Präsidentenwahlen in Tschechien: Wessen Interessen schützt Petr Pavel?
Die Kandidatur des Ex-Generals weckt nicht nur die Aufmerksamkeit der tschechischen Expert:innen und Politiker:innen, sondern auch der Milliardär:innen. Während Erstere eine grenzenlose Bewunderung für jeden seiner Schritte ausdrücken, finanzieren Letztere seinen Wahlkampf.
Woher kommt das meiste Geld?
Der proamerikanische Teil der herrschenden Klasse der tschechischen Gesellschaft hat sich im Hintergrund eingeschaltet – die meisten für Peter Pavel, um Andrej Babiš loszuwerden.
Unter ihnen befinden sich der CEO und Gründer der tschechischen IT-Corporation Y Soft, Václav Muchna, der Investor von der Finanzgruppe RSJ, Libor Winkler, der Gründer des Online-Versicherungsunternehmens ePojisteni, Jan Barta, der Miteigentümer des größten tschechischen Anbieters Tipsport, Jaroslav Beran, und der Gründer vom größten Online-Händler Tschechiens Mall.cz, Ondřej Fryc. Peter Pavel wurde auch von den Internet-Unternehmern Martin Hájek und Jiří Mareš von Livesport, von den Mitgliedern der Investmentgruppe Pale Fire Capital Jan Barta und Dušan Šenkypl, vom Eigentümer von Eurowag (W.A.G.) Martin Vohanka und vom Gründer des tschechischen Krankenbettenherstellers Linet Zbynek Frolik unterstützt.
So sieht die Top-Spender-Liste aus. Der Gesamtbetrag ihrer Hilfe belief sich auf 800.000 Euro.
Welche Politiker und Parteien wünschen sich die Kandidatur von Pavel?
Das liberalkonservative Bündnis Spolu (Gemeinsam), das die Regierungskoalition (Bürgerdemokraten, Christdemokraten und TOP 09) bildet, stellte keinen eigenen Präsidentschaftskandidaten auf, weshalb es drei „unabhängige“ Kandidat:innen unterstützt: Den ehemaligen General Petr Pavel, die frühere Hochschulrektorin Danuse Nerudova und den Ex-Botschafter Pavel Fische.

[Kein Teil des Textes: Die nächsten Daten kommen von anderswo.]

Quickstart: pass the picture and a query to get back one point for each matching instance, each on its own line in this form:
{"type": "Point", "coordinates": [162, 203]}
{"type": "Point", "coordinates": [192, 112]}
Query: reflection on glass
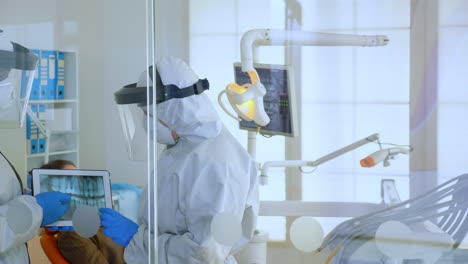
{"type": "Point", "coordinates": [84, 190]}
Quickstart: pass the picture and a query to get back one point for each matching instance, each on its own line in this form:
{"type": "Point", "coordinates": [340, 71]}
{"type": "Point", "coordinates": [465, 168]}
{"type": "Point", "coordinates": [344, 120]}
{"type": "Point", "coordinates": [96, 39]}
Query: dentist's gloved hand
{"type": "Point", "coordinates": [117, 227]}
{"type": "Point", "coordinates": [54, 205]}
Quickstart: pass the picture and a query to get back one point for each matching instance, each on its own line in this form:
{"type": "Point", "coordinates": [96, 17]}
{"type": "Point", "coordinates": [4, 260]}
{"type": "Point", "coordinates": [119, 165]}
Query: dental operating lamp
{"type": "Point", "coordinates": [370, 161]}
{"type": "Point", "coordinates": [247, 99]}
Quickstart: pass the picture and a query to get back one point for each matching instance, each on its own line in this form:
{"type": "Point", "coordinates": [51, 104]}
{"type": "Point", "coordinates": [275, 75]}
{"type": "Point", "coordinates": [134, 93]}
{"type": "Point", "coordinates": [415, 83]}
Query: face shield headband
{"type": "Point", "coordinates": [132, 94]}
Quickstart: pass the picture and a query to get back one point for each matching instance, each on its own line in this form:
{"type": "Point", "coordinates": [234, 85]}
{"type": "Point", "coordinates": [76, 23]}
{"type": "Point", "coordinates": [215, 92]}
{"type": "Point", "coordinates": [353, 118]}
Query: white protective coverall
{"type": "Point", "coordinates": [206, 173]}
{"type": "Point", "coordinates": [14, 232]}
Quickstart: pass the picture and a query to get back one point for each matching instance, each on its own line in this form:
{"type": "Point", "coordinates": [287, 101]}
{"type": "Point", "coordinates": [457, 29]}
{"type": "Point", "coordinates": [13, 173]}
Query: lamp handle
{"type": "Point", "coordinates": [220, 95]}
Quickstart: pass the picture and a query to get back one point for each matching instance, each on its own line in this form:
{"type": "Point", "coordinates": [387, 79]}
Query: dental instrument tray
{"type": "Point", "coordinates": [86, 187]}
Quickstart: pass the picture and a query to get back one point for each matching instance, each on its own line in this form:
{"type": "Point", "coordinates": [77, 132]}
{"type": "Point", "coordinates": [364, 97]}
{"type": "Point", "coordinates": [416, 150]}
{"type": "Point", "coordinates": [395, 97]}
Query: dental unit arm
{"type": "Point", "coordinates": [315, 163]}
{"type": "Point", "coordinates": [249, 97]}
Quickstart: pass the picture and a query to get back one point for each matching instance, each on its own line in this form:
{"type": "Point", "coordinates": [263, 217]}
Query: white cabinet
{"type": "Point", "coordinates": [60, 120]}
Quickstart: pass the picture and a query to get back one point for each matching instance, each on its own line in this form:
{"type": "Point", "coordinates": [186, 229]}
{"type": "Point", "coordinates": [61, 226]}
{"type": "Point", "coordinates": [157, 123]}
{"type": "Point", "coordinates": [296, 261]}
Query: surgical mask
{"type": "Point", "coordinates": [164, 135]}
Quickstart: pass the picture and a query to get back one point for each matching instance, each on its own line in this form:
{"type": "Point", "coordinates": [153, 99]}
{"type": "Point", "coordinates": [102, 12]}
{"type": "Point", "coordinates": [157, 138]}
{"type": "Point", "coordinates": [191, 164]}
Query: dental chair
{"type": "Point", "coordinates": [50, 247]}
{"type": "Point", "coordinates": [445, 208]}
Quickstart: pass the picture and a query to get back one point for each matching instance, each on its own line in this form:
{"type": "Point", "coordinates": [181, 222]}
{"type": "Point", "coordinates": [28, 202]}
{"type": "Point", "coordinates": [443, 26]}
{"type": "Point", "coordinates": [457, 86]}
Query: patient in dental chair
{"type": "Point", "coordinates": [98, 249]}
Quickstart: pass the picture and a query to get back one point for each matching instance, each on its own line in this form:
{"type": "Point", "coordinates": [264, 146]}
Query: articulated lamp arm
{"type": "Point", "coordinates": [315, 163]}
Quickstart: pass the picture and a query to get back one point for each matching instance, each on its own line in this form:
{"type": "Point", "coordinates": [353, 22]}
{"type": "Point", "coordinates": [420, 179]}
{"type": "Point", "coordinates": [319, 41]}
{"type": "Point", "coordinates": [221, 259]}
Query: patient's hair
{"type": "Point", "coordinates": [57, 164]}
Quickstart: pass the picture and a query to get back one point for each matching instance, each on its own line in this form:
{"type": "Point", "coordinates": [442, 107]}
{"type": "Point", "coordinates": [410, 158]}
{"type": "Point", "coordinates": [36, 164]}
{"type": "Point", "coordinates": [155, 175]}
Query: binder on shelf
{"type": "Point", "coordinates": [44, 76]}
{"type": "Point", "coordinates": [41, 137]}
{"type": "Point", "coordinates": [60, 91]}
{"type": "Point", "coordinates": [36, 81]}
{"type": "Point", "coordinates": [48, 90]}
{"type": "Point", "coordinates": [34, 133]}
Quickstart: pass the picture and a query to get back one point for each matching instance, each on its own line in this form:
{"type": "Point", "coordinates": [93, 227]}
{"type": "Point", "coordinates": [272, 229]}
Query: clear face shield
{"type": "Point", "coordinates": [17, 74]}
{"type": "Point", "coordinates": [134, 114]}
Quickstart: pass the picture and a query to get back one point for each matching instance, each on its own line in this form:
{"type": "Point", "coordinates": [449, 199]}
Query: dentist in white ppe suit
{"type": "Point", "coordinates": [20, 215]}
{"type": "Point", "coordinates": [204, 172]}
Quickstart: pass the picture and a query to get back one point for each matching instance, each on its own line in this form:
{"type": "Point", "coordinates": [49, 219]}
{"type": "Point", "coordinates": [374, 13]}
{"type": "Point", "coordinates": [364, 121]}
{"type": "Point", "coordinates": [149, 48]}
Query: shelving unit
{"type": "Point", "coordinates": [61, 143]}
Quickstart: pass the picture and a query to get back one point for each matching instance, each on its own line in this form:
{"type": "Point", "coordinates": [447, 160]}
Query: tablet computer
{"type": "Point", "coordinates": [86, 187]}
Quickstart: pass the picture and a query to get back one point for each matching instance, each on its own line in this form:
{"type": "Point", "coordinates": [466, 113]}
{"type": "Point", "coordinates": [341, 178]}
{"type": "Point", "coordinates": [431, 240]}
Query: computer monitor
{"type": "Point", "coordinates": [279, 100]}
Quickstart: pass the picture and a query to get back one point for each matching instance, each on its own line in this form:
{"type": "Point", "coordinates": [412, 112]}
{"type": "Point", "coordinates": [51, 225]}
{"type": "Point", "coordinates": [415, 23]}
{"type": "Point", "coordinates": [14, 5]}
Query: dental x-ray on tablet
{"type": "Point", "coordinates": [86, 187]}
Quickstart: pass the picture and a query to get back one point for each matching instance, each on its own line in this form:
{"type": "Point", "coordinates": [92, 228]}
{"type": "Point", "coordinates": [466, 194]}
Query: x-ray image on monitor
{"type": "Point", "coordinates": [279, 100]}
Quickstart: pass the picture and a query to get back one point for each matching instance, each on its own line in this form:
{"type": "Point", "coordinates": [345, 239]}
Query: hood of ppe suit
{"type": "Point", "coordinates": [193, 118]}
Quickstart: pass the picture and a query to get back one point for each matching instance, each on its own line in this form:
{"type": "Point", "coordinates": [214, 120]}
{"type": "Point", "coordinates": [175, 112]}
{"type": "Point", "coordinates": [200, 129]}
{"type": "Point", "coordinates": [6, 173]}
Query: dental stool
{"type": "Point", "coordinates": [424, 228]}
{"type": "Point", "coordinates": [50, 247]}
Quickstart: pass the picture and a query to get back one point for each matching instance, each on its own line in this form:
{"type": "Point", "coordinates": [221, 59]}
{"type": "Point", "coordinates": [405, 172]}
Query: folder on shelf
{"type": "Point", "coordinates": [41, 137]}
{"type": "Point", "coordinates": [36, 81]}
{"type": "Point", "coordinates": [60, 91]}
{"type": "Point", "coordinates": [41, 93]}
{"type": "Point", "coordinates": [33, 134]}
{"type": "Point", "coordinates": [49, 90]}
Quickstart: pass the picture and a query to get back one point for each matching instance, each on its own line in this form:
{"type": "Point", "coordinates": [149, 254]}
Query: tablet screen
{"type": "Point", "coordinates": [85, 187]}
{"type": "Point", "coordinates": [84, 190]}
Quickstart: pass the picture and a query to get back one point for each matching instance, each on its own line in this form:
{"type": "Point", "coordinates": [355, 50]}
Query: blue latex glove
{"type": "Point", "coordinates": [54, 205]}
{"type": "Point", "coordinates": [117, 227]}
{"type": "Point", "coordinates": [60, 228]}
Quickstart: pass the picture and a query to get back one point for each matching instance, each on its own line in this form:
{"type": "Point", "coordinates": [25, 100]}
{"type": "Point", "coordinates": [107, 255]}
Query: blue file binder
{"type": "Point", "coordinates": [41, 136]}
{"type": "Point", "coordinates": [60, 91]}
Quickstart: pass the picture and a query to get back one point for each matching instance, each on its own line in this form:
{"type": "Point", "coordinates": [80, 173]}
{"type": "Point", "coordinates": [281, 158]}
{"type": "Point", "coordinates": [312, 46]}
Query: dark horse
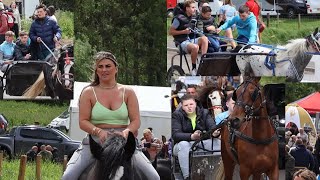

Wie oben erwähnt, besteht das Hauptziel der hochrangigen Pavel-Befürworter;innen darin, eine Präsidentschaft von Ex-Ministerpräsident Andrej Babiš zu verhindern – aber nicht wegen Subventionsbetrugs oder wegen des Zerfalls der bürgerlichen Demokratie. Natürlich sind die Anklagen zutreffend, mehr noch sind sie aber eine Tarnung für den Kampf um die geopolitische Hegemonie zwischen den USA und China. Tschechiens Präsident Miloš Zeman und der Ex-Premier Andrej Babiš sind sozusagen Einflussagenten von China. Während Zeman mehr Investitionen von Xi Jinping forderte und persönlich Kritik an der Taiwan-Reise von Senatschef Miloš Vystrčil (Bürgerdemokraten) äußerte, lobte Babiš Zemans Beziehungen zu China.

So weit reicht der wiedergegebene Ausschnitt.